Before Grafana, Morro Bay’s wastewater treatment system was running on decades-old technology. When Grant first joined the team in 2019, one of the lead operators showed him a browser window used to track two key metrics: one related to treatment process control and another to efficiency. Grant immediately noticed the solution was static, low-resolution, and antiquated. 

“It turned out to just be a snapshot of a really bad graph,” he recalled.

That’s when the lightbulb went off. Grant quickly pulled together a custom solution using Python and a Modbus TCP industrial library to tap into the raw data from the treatment plant. He fed that data into InfluxDB, but needed a way to visualize it. 

“Grafana turned out to be the answer,” Grant explained. “We had our two metrics, and they were beautifully visualized in Grafana. That was our first exposure to Grafana, and it really changed our ability to have visualizations.”

That initial Grafana dashboard ended up laying the groundwork for something much bigger. When the city of Morro Bay decommissioned its aging wastewater treatment plant and brought a brand-new facility online, the expectation was that modern, built-in software would cover everything the team needed.

Spoiler alert: it didn’t.

“It quickly became apparent that the engineers were asking for data sets that were available in the database but not visualized anywhere, and they weren’t part of the scope of work for that particular contractor building the system,” Grant said. “So we needed to quickly pivot, and I already had in my tool bag something that I knew would work well, and that was Grafana.” 

From there, Grant spun up a Grafana instance for the new wastewater treatment plant and built out a dashboard for “every single process area with every single piece of data.” 

The winning dashboard: A ’navigational springboard’

Ultimately, Grant built a real-time, highly contextual dashboard that’s become the go-to resource for operators, engineers, and lab staff alike at the new treatment plant. At the heart of this award-winning dashboard is a homepage designed with purpose: a left-to-right visual journey of wastewater treatment, intended to be a “navigational springboard” for users.

A screenshot of the Grafana dashboard Grant Chase built for the city of Morro Bay wastewater treatment plant.

“Each column represents a process area, and below that are navigational buttons that let you go deeper into that particular part of the system.”

The dashboard helps teams visualize data from hundreds of sensors, motors, analyzers, and off-site lift stations.

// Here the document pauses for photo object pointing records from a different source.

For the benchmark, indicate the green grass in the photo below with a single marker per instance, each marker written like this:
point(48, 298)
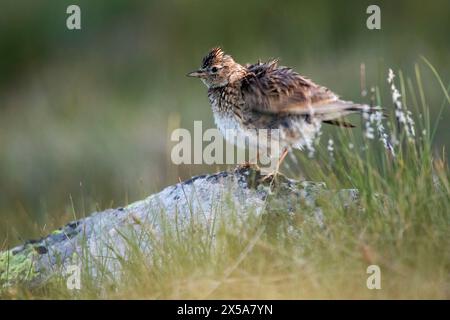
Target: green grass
point(400, 223)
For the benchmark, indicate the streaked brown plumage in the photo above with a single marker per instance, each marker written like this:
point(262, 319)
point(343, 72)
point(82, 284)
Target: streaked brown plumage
point(268, 96)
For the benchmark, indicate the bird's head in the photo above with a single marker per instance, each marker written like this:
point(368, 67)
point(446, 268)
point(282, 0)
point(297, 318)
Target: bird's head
point(218, 69)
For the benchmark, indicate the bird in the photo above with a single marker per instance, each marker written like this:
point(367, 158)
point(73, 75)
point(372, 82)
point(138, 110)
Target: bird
point(248, 98)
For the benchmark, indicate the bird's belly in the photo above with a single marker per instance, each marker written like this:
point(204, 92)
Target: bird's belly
point(234, 132)
point(290, 132)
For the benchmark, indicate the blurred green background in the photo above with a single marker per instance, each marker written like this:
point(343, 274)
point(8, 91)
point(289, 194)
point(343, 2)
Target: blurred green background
point(85, 115)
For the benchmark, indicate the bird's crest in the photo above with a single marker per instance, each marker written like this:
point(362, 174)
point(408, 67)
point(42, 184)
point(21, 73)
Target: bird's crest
point(214, 56)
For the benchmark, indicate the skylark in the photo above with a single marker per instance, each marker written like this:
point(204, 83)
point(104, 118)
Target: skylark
point(247, 98)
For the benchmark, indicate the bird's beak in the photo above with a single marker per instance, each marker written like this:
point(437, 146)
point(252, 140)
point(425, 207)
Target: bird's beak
point(197, 74)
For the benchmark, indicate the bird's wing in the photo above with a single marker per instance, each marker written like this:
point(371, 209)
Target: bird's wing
point(271, 89)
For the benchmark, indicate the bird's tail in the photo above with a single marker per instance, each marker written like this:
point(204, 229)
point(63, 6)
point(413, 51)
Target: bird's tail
point(342, 108)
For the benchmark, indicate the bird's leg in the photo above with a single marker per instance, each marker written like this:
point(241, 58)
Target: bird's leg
point(251, 162)
point(274, 173)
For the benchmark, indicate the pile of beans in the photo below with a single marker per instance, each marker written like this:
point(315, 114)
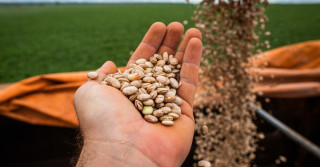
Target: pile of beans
point(231, 31)
point(152, 87)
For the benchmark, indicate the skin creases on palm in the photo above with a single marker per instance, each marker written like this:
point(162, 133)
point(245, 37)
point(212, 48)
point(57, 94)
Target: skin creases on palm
point(105, 114)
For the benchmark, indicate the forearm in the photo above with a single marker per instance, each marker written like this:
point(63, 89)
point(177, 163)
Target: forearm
point(112, 154)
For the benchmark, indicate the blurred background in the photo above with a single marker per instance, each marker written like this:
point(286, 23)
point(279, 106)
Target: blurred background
point(40, 37)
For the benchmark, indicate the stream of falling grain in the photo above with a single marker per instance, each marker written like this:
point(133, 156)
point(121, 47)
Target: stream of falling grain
point(231, 31)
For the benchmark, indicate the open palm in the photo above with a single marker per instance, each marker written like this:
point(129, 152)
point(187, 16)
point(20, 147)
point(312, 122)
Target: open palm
point(115, 134)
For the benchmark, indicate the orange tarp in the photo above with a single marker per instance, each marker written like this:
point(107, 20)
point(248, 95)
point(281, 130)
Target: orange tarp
point(292, 71)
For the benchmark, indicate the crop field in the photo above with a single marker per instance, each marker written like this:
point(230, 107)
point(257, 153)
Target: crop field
point(40, 39)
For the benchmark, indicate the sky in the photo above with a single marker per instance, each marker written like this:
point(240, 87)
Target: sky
point(139, 1)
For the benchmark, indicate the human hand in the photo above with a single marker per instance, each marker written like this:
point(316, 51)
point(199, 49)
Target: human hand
point(115, 133)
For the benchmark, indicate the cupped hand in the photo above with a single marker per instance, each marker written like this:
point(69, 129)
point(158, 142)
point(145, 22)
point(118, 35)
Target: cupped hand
point(115, 133)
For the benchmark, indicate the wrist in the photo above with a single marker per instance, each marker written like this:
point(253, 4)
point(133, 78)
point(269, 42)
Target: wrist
point(112, 153)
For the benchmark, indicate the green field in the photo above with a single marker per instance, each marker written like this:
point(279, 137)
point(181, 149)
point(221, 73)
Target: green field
point(47, 39)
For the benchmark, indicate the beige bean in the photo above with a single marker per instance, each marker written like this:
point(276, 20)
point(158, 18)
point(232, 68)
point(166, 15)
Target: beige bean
point(161, 79)
point(159, 99)
point(161, 63)
point(140, 72)
point(174, 115)
point(134, 76)
point(142, 91)
point(175, 71)
point(151, 118)
point(133, 97)
point(147, 110)
point(148, 70)
point(170, 93)
point(167, 122)
point(169, 99)
point(178, 100)
point(162, 90)
point(138, 104)
point(149, 64)
point(153, 94)
point(166, 117)
point(141, 61)
point(104, 83)
point(136, 83)
point(151, 88)
point(145, 85)
point(165, 56)
point(204, 163)
point(153, 60)
point(159, 105)
point(124, 85)
point(159, 57)
point(173, 61)
point(92, 75)
point(157, 69)
point(204, 130)
point(166, 110)
point(150, 74)
point(176, 111)
point(167, 68)
point(174, 83)
point(149, 102)
point(143, 97)
point(115, 83)
point(121, 80)
point(158, 113)
point(149, 79)
point(130, 90)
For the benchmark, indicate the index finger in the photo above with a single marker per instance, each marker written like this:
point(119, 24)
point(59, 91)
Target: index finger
point(189, 70)
point(150, 43)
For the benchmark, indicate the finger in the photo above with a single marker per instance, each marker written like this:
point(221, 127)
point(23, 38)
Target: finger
point(150, 42)
point(191, 33)
point(172, 38)
point(189, 70)
point(107, 68)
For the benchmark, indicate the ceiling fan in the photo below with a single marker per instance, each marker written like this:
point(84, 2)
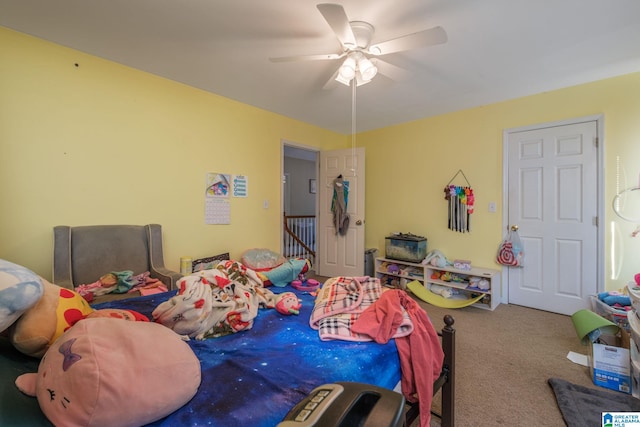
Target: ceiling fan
point(355, 38)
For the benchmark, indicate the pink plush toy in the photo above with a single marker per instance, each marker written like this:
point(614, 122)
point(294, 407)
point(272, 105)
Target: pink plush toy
point(106, 372)
point(288, 303)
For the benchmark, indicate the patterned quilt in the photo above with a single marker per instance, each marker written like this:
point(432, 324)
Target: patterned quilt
point(339, 304)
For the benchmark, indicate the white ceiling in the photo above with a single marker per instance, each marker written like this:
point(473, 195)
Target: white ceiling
point(496, 49)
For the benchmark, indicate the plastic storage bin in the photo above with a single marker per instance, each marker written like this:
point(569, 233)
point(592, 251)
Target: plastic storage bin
point(634, 293)
point(406, 247)
point(369, 262)
point(619, 317)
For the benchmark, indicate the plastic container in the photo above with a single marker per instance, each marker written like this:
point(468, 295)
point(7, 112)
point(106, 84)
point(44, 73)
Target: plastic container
point(369, 261)
point(619, 317)
point(634, 294)
point(406, 247)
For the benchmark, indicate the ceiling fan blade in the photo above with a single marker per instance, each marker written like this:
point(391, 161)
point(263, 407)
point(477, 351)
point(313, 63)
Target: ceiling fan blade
point(331, 83)
point(433, 36)
point(319, 57)
point(337, 19)
point(392, 71)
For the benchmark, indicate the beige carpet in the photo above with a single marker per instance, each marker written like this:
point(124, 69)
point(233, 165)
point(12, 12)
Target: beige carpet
point(504, 359)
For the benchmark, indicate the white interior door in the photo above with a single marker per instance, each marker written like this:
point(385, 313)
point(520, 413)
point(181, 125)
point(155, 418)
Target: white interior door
point(341, 255)
point(553, 200)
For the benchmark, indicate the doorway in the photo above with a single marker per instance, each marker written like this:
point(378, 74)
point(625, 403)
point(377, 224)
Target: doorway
point(553, 192)
point(299, 200)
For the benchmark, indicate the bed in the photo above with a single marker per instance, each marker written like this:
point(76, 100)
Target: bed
point(255, 377)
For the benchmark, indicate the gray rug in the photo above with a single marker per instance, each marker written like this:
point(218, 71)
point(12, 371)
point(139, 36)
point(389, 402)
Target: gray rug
point(582, 406)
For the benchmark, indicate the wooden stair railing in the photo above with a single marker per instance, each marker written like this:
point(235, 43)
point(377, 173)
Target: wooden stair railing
point(299, 236)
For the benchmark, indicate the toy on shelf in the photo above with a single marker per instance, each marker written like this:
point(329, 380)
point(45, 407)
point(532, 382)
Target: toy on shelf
point(443, 291)
point(480, 283)
point(436, 259)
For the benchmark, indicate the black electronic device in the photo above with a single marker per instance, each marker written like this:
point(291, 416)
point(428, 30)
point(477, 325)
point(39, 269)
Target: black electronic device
point(348, 404)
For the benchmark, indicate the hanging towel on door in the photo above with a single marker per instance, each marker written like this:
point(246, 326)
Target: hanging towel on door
point(339, 206)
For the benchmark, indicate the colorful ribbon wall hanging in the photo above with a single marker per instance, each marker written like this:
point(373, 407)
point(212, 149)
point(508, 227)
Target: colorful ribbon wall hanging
point(460, 204)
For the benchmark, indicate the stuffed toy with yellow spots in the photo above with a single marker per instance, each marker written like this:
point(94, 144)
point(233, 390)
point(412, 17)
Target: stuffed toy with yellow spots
point(38, 327)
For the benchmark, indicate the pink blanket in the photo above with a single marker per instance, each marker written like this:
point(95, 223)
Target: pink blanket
point(341, 301)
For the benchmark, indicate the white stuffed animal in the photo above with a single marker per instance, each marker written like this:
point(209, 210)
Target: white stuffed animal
point(443, 291)
point(480, 283)
point(436, 259)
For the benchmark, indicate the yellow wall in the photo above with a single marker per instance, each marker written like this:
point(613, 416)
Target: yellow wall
point(100, 143)
point(409, 165)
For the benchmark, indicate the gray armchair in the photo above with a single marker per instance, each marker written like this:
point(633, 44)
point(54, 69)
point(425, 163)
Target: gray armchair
point(81, 255)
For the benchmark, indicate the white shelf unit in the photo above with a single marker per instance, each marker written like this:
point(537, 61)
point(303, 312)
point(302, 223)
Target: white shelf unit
point(424, 273)
point(408, 271)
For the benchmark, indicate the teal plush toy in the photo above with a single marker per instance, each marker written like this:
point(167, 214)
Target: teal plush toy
point(20, 289)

It dynamically adjusts data resolution for second-by-second accuracy, integrates lab data for compliance monitoring, and even includes embedded video feeds of the microorganisms found in the basin.

“That really creates a complete, or more complete, data model for us,” Grant said. “We know what the process is, what the samples were like, and what microorganisms were observed at a given period of time.”

Closing thoughts: Big tents and ‘Aha’ moments

For Grant, the real power of Grafana lies not just in the dashboards, but in the platform’s open, community-driven approach. Grafana’s “Big Tent” philosophy, he said, enabled the kind of creative problem-solving that led to exactly what his team needed.

“As a developer, I’m constantly limited by software,” he said. “So having software that allows me to continue to innovate and to serve the needs of my team is the biggest ‘Aha’ moment, for sure.”